The innovation imperative articulated by Bill Gates thus stands in tension with a range of policies focused on overcoming the market barriers that current alternative energy technologies face. For some of these technologies, the case for providing temporary subsidies to enable them to become sufficiently established to benefit from economies of scale and experience-curve effects is solid. The same can be said for assisting a new generation of nuclear power plants that are so expensive that no company can risk its entire future to build the first one. This logic is much less compelling for conventional biofuels that are still not competitive without subsidies that are now in their fourth decade, or federal loans to finance EV factories for companies that have made just a handful of hand-built cars in their entire existence.
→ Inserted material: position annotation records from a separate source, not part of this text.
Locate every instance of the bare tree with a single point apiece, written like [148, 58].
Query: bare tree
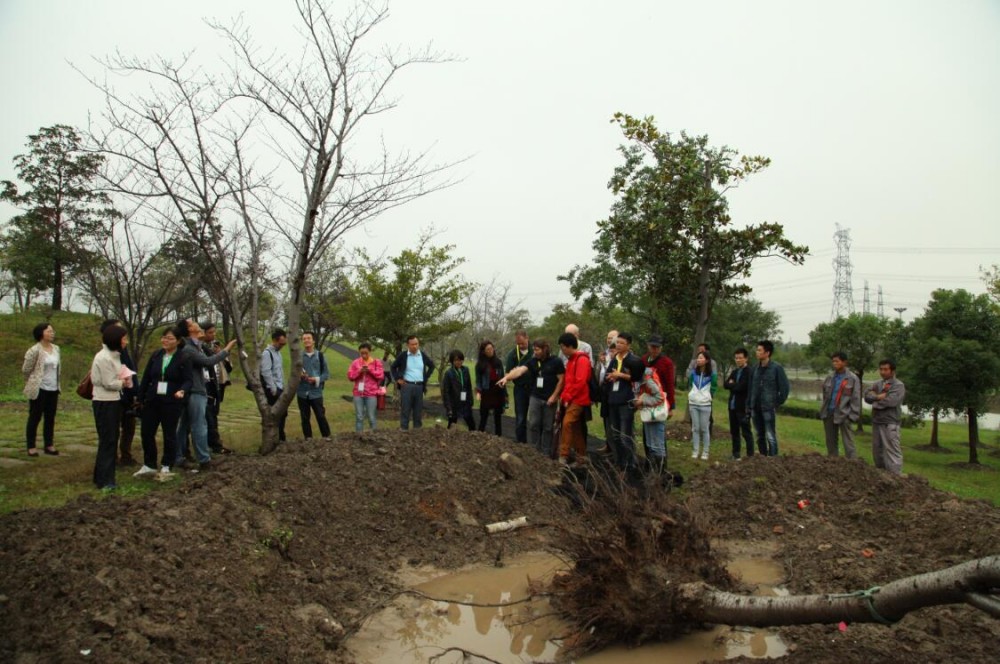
[187, 144]
[137, 282]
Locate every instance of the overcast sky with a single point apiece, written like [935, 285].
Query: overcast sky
[882, 116]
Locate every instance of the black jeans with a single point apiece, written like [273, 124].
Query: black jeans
[42, 408]
[272, 398]
[620, 428]
[522, 400]
[739, 422]
[107, 419]
[484, 414]
[155, 415]
[315, 405]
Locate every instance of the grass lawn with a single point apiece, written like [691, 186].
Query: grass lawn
[48, 481]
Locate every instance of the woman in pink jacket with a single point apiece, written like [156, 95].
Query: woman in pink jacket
[366, 373]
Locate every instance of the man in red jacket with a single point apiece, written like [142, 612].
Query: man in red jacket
[574, 398]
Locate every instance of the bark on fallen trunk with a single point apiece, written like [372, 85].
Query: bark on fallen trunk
[974, 583]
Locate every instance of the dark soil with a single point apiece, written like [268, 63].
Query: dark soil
[265, 558]
[910, 527]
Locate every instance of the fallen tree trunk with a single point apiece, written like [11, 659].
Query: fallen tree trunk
[974, 583]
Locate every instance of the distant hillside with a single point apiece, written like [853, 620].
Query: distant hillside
[76, 335]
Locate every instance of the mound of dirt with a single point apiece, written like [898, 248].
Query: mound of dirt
[277, 558]
[264, 560]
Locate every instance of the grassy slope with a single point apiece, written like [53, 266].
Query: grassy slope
[50, 481]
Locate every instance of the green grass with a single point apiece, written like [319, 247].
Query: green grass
[51, 481]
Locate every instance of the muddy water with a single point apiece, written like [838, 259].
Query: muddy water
[414, 629]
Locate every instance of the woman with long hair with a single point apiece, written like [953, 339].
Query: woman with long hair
[165, 383]
[41, 386]
[492, 397]
[456, 390]
[109, 377]
[702, 381]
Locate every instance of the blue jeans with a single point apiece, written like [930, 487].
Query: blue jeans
[767, 435]
[701, 428]
[654, 438]
[193, 419]
[411, 403]
[522, 400]
[364, 406]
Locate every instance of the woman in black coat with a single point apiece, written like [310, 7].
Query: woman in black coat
[165, 382]
[492, 397]
[456, 390]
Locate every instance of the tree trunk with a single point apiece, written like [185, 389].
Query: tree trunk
[973, 416]
[968, 583]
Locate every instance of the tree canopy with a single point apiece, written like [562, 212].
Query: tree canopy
[415, 296]
[669, 248]
[64, 212]
[952, 361]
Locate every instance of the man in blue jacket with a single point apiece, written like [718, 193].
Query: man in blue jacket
[315, 373]
[768, 389]
[411, 371]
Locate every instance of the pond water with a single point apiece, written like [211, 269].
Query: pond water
[415, 629]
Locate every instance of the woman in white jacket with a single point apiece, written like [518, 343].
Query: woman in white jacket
[702, 381]
[41, 386]
[109, 377]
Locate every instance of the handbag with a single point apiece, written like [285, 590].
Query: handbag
[86, 387]
[657, 413]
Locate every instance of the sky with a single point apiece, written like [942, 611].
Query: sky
[878, 116]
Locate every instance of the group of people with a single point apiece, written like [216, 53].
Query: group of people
[179, 392]
[556, 391]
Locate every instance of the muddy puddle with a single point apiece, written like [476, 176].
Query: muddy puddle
[491, 620]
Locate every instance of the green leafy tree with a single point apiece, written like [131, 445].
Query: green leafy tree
[740, 322]
[593, 321]
[412, 293]
[63, 211]
[952, 361]
[669, 249]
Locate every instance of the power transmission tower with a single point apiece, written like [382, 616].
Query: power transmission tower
[843, 292]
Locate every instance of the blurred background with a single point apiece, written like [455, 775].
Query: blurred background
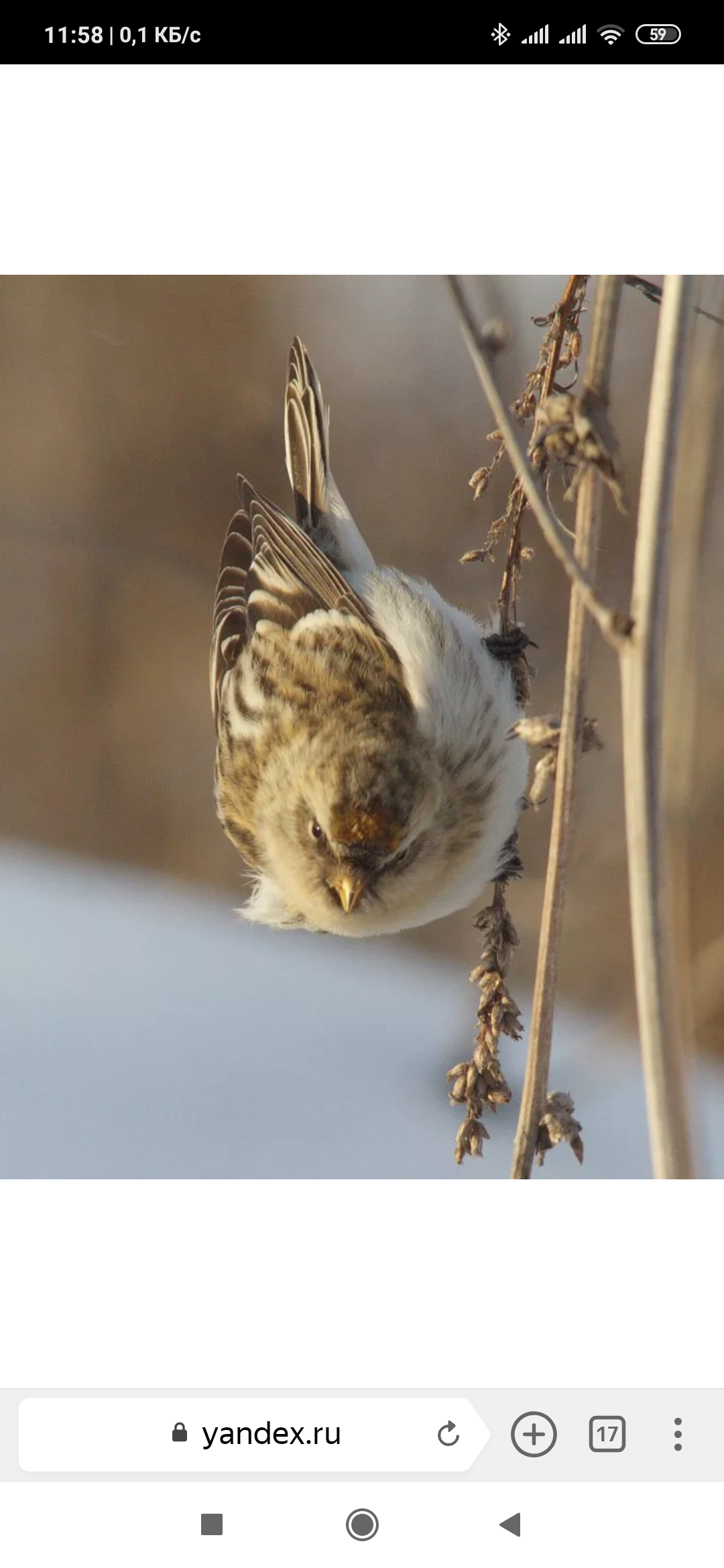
[127, 407]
Without a major new funding source dedicated to long-term federal energy R&D, and in an era of increasingly-unsustainable budget deficits, the choice between energy R&D and the deployment of existing energy technologies becomes a zero-sum game. Eating the seed corn in this manner is indefensible, particularly when we realize that deploying today's technologies is very unlikely to yield a technology breakthrough of the kind that real energy transformation will ultimately require. While hardly simple or easy, the remedy is relatively obvious. If we agree that we need more federal research on new energy technologies that could supplant conventional energy sources on the basis of superior performance, and not just lower emissions, then we must wean current alternative energy technologies off massive subsidies as quickly as possible--in a few years at most, except for those that have been feeding at the federal trough for decades. Those should begin to be phased out at once. And if we agree that climate change is a serious risk that we must address urgently, then putting a price on the emissions contributing to it would ensure that the companies making and installing today's wind turbines, solar panels, and other technologies would have a decent chance of surviving the elimination of the direct subsidies upon which they depend, but that will eventually squeeze out R&D spending.